Jumat, 28 Desember 2018

Karakter Seorang Ekonomis a.k.a Ahli Ekonomi


Di Indonesia, kalau kita baca suasana dan popularitas orang-orang yang sering muncul di televisi, sudah pasti ekonom kalah jauh daripada politisi. Bahkan bila sang politisi itu adalah ekonomi, orang lebih paham bahwa beliau adalah politisi.

Siapakah dan bagaimanakah karakter ekonomis atau ahli ekonomi itu ? Sebelum menjawab pertanyaan itu, ada baiknya kita lihat dulu apa itu ekonomi.

Di SMA atau SMP, ekonomi kita ketahui sebagai ilmu mempelajari bagaimana mencari keuntungan. Hampir semua orang akan ingat bahwa ekonomi adalah aktifitas dimana orang mencari keuntungan sebesar-besarnya dengan pengorbanan seminimal mungkin. Ekonomi lebih dari itu, karena perekonomian bukan hanya persoalan individu orang-per-orang namun juga bagaimana sebagai negara, nilai rupiah Indonesia kuat dan stabil, pengangguran kecil, ekspor lebih seimbang dengan impor dll.

Solusi dari tema dan permasalahan di atas, sesungguhnya ada rumusnya; sebagaimana berdagang pun ada rumusnya, yaitu beli Rp 1.000, dijual Rp 1.300. Nah, masalah rupiah, pengangguran dan ekspor pun ada rumusnya. Hanya saja karena keterbatasan ruang tidak dapat saya jelaskan secara memadai. Yang penting dari ilustrasi di atas adalah ekonomi dan perekonomian menyangkut kepentingan individu dalam skala pribadi hingga skala negara.

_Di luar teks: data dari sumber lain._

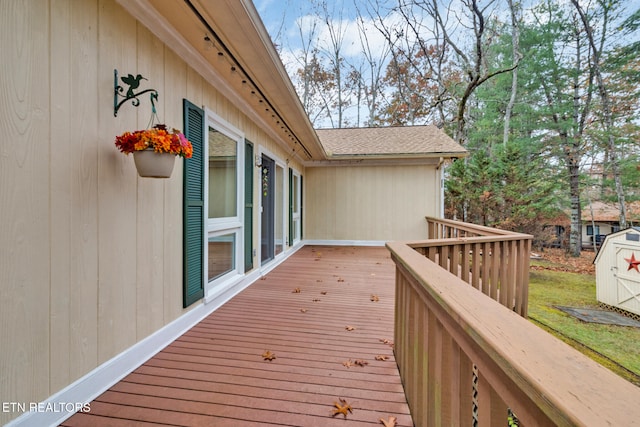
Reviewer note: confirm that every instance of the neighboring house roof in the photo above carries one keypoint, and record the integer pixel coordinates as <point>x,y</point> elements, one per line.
<point>610,212</point>
<point>404,141</point>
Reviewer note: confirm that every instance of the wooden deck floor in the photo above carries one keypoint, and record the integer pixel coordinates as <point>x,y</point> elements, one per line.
<point>215,375</point>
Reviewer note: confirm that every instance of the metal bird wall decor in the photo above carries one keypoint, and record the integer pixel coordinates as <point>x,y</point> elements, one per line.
<point>130,95</point>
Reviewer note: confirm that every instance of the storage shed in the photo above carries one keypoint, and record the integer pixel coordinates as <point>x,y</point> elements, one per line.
<point>618,271</point>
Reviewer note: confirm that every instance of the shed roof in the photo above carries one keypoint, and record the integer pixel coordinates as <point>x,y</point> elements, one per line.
<point>396,141</point>
<point>610,212</point>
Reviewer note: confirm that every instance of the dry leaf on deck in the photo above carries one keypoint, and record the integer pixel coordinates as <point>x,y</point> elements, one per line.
<point>342,407</point>
<point>267,355</point>
<point>391,422</point>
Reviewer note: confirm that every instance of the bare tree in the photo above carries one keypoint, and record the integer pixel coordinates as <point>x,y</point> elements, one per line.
<point>607,110</point>
<point>515,40</point>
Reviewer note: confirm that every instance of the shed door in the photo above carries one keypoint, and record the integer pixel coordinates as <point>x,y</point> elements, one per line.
<point>628,278</point>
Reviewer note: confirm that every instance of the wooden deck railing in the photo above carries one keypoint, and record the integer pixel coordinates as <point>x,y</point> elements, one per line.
<point>491,260</point>
<point>465,359</point>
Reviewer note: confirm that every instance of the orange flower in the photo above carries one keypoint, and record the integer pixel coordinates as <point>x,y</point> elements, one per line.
<point>158,138</point>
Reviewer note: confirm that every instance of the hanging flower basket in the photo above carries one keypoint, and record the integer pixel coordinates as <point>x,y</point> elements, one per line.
<point>154,165</point>
<point>154,150</point>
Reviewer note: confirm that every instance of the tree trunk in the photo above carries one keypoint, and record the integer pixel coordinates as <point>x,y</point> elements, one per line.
<point>515,37</point>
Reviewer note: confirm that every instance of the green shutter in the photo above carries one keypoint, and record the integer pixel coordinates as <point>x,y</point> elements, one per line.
<point>290,207</point>
<point>193,205</point>
<point>248,206</point>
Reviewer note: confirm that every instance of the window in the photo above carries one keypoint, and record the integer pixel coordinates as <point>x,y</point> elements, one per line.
<point>590,230</point>
<point>224,195</point>
<point>295,207</point>
<point>279,236</point>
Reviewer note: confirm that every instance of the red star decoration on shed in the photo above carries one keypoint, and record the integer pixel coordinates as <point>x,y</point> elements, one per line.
<point>633,263</point>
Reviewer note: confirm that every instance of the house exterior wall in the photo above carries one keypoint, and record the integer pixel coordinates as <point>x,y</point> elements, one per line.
<point>90,254</point>
<point>602,229</point>
<point>370,203</point>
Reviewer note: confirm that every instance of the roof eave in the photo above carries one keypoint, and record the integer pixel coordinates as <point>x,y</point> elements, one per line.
<point>256,83</point>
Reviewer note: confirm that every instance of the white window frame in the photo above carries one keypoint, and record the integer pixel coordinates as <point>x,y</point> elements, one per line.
<point>231,225</point>
<point>296,216</point>
<point>285,195</point>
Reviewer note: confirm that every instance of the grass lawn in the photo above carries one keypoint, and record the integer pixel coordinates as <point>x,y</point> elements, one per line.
<point>549,287</point>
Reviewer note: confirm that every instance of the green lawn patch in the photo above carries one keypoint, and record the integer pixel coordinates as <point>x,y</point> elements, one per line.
<point>619,344</point>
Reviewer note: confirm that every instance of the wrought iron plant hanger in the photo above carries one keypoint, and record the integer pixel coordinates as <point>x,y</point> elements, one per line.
<point>130,95</point>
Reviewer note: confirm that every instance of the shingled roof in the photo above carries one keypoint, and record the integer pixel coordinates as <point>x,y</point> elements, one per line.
<point>400,141</point>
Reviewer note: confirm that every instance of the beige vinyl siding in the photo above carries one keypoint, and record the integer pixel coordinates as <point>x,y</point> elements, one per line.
<point>90,254</point>
<point>377,203</point>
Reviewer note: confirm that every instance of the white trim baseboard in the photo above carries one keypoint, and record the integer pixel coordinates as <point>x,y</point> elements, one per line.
<point>53,410</point>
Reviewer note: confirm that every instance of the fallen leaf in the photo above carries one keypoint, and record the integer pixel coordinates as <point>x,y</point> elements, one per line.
<point>386,341</point>
<point>391,422</point>
<point>342,407</point>
<point>267,355</point>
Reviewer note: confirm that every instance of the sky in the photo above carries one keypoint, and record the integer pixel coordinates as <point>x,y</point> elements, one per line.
<point>280,18</point>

Maka, karakter pertama seorang ekonom adalah dia seorang yang berhati-hati karena keputusan dan kebijakannya bisa berpengaruh negatif kepada semua orang atau paling tidak berpengaruh negatif kepada sebagian orang dan berpengaruh positif kepada orang lain. Dalam setiap perumusan solusi atas permasalahan ekonomi akan ada sisi positif dan sisi negatif yang harus siap ditanggung. Bahasa kerennya trade-off<\bold>. Silakan googling apa yang dimaksud dengan trade-off dalam konteks perekonomian, maka anda akan sedikit lebih pintar daripada "ahli ekonomi" tanpa harus kuliah ekonomi.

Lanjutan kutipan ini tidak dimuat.